Throughput comparision with ViT CNN #72

Open MDD-0928 opened 6 months ago

MDD-0928 commented 6 months ago

Dear Authors,

Have you tested your model's throughput and compare it to ViTs & CNNs ?

Thanks!

MzeroMiko commented 6 months ago

The throughput of the original model is quite low, I have not tested the latest models yet.

MDD-0928 commented 6 months ago

I tested the latest model for inference using one NVIDIA 4090 GPU, compared to TransReID(a ReID model based on ViT-B), VMamba seems slower (I only add a Batchnorm1d after VMamba backbone) I thought maybe I was wrong when coding or something... I would like to consult that what do you think is the reason for this? ![Uploading 1.png…]()

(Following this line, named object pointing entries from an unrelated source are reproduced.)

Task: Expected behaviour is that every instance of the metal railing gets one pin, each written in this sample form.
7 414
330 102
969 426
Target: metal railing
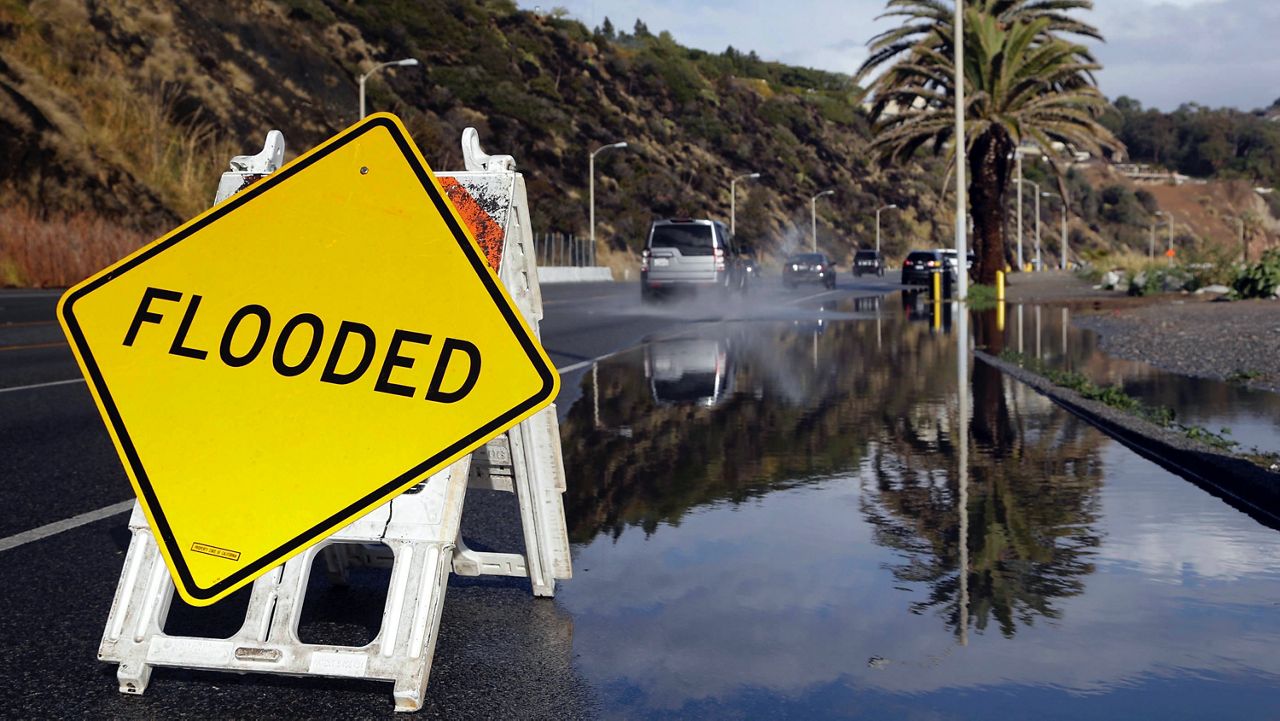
563 250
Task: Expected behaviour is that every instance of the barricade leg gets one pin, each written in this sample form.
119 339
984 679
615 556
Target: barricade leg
419 528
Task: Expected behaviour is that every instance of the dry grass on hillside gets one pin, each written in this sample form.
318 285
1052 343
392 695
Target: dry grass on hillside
112 112
62 251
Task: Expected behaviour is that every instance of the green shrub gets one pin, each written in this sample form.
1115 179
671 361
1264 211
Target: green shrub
1258 281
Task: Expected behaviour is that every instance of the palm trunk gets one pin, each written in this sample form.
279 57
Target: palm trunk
988 168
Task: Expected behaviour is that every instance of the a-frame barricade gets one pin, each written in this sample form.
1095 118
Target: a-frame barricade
421 528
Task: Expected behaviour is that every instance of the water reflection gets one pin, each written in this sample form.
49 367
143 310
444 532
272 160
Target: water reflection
739 411
827 538
1046 332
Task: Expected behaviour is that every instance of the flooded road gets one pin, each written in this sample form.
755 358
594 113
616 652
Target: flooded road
771 520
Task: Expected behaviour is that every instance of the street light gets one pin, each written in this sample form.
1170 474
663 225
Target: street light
1018 162
592 187
1170 217
961 201
405 63
732 200
1151 242
1034 185
1060 199
890 206
813 217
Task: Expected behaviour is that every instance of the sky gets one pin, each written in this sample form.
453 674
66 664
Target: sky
1164 53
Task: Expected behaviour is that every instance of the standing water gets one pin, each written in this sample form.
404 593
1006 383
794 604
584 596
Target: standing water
768 523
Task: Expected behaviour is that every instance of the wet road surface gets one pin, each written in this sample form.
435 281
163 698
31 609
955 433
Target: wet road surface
768 520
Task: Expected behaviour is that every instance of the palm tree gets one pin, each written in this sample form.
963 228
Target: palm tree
1023 82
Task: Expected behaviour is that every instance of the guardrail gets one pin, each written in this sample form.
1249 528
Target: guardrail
563 250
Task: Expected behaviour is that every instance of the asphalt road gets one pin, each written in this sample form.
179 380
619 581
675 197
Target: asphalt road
501 652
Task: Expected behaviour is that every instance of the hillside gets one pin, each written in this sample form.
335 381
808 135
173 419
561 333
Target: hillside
127 112
115 119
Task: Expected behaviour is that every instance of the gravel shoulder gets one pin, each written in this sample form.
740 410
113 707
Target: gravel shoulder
1226 341
1192 336
1238 479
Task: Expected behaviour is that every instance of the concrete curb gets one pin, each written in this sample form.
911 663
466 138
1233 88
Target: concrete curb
563 274
1247 486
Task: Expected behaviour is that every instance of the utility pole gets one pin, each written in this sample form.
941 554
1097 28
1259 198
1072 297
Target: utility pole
1063 263
1018 162
1034 185
961 200
813 217
732 200
405 63
890 206
592 186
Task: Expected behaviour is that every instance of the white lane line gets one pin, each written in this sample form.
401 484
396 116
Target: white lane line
589 363
67 524
816 296
76 521
32 387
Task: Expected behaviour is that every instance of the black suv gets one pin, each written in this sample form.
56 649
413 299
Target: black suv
919 265
809 268
868 261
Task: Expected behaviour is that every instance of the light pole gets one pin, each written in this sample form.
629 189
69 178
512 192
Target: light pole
732 200
813 217
1018 162
592 187
890 206
961 201
1046 194
405 63
1034 185
1170 220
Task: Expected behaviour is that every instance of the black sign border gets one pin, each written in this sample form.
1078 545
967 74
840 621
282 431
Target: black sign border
379 494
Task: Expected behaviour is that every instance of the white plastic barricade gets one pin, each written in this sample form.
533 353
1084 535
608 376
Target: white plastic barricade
526 460
421 526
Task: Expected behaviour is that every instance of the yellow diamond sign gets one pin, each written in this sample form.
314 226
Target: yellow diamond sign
298 355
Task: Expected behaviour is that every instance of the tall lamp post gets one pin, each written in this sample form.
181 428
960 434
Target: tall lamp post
405 63
1018 163
961 185
732 200
592 187
1151 242
890 206
1046 194
1170 220
813 217
1034 185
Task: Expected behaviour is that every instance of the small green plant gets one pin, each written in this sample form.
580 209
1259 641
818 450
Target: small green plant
1258 281
1243 375
1115 397
1205 436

MzeroMiko commented 6 months ago

@MDD-0928 I cannot see the png file in your comment, it is Uploading 1.png...

Our v4 version is faster than ever. while the throughput of swin with resolution 224x224 is 410 in our machine, forwardtype=v3 is only 258, but change to v4 without any cost, you can get 340 instead.

Note that in default swin setting, raising the resolution of image will lead to the window-size change, which is in quadratic complexity, and our model is purely in linear complexity instead. So, our model will be relatively faster with high resolutions.

In the meantime, we'll keep raising the speed in the future.